New Horizons' Latest, And Best, Photos Of Pluto Show A Bewildering Complexity Of Surface Features
A collection of high-resolution images of the dwarf planet Pluto and its moon Charon, taken by the New Horizons space probe during its historic flyby in July, have finally arrived, and were released by NASA Thursday. The latest images show the oldest, most heavily cratered terrain -- informally named the Cthulhu Region -- seen on Pluto next to the youngest, most crater-free icy plains.
“If an artist had painted this Pluto before our flyby, I probably would have called it over the top -- but that’s what is actually there,” New Horizons Principal Investigator Alan Stern said, in a statement accompanying the photos. “Pluto is showing us a diversity of landforms and complexity of processes that rival anything we’ve seen in the solar system.”
According to Jeff Moore, leader of the New Horizons Geology, Geophysics and Imaging (GGI) team at NASA’s Ames Research Center in Moffett Field, California, Pluto’s surface seems to be every bit as complex as that of Mars.
“The randomly jumbled mountains might be huge blocks of hard water ice floating within a vast, denser, softer deposit of frozen nitrogen within the region informally named Sputnik Planum,” Moore said, in the statement.
Scientists now believe that there might even be a field of dark wind-blown dunes -- a surprising finding that would go against the current estimate of how thick the dwarf planet’s atmosphere is. “Seeing dunes on Pluto -- if that is what they are -- would be completely wild. ... Either Pluto had a thicker atmosphere in the past, or some process we haven’t figured out is at work. It’s a head-scratcher,” William B. McKinnon, a GGI deputy lead from Washington University, St. Louis, said, in the statement.
New Horizons began its year-long download of new images and other data over the Labor Day weekend. In the coming weeks and months, NASA is also expected to release better images of Pluto’s moons -- Charon, Nix and Hydra.

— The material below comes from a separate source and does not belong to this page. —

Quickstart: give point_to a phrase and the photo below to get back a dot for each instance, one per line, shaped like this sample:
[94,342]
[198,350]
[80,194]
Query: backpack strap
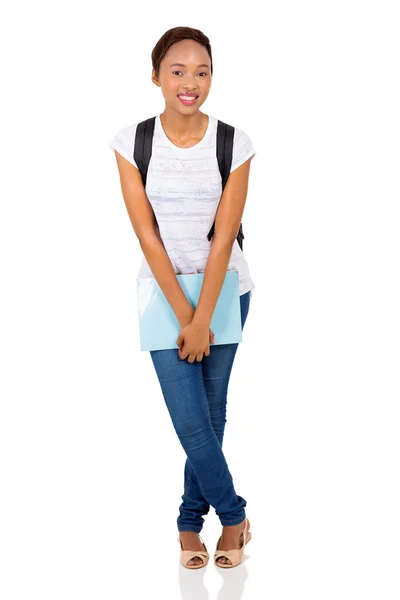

New Horizons completed the Pluto flyby -- its primary mission -- at 7:49 a.m. EDT on July 14, after nearly a decade-long journey through the solar system that took it more than 3 billion miles from Earth. The spacecraft, which is currently more than 43 million miles beyond Pluto, is now heading to the Kuiper Belt -- a region of the outer Solar System made up of objects left over from its infancy.